Each turbine consumes a minimum of one acre of farmland, and should be offset by at least a half mile from any homes. The problem there is that there are often homes every mile in rural Iowa.
Why can't we build them nearer to the population centers with high energy demands, then? Why not build them on vacant land near big cities?
There is a lot of prime wind farms land on the hills east and southwest and northwest of the Bay Area. There is a lot of vacant land in the hills above Los Angeles. The Olympic peninsula and western slopes of the Cascades have plenty of room for wind farms to serve Seattle. Same on the east coast: Cape Cod actually had a proposed wind farm that was stopped by the moneyed interests that live there, but that could supply Boston with all the power they need.
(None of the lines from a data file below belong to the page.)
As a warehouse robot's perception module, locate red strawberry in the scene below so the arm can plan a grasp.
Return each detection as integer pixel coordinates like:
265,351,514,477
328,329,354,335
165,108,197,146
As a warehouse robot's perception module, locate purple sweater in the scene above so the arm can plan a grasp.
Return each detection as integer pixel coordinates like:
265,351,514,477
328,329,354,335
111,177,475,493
> Same on the east coast: Cape Cod actually had a proposed wind farm that was stopped by the moneyed interests that live there, but that could supply Boston with all the power they need.
> The project is expected to produce an average of 170 MW of electricity, about 75% of the average electricity demand for Cape Cod, Martha's Vineyard, and Nantucket island combined.
Those three areas have ~250,000 people, and are largely residential. Boston has ~685,000, likely with larger per-capita electrical demand due to industry/office space.
Better to build these things on land with steady wind, less agricultural value and nearer big population centers, such as Wyoming and Colorado (near the I-25 corridor from Cheyenne to Colorado Springs) or the barren hills on either side of the Bay Area.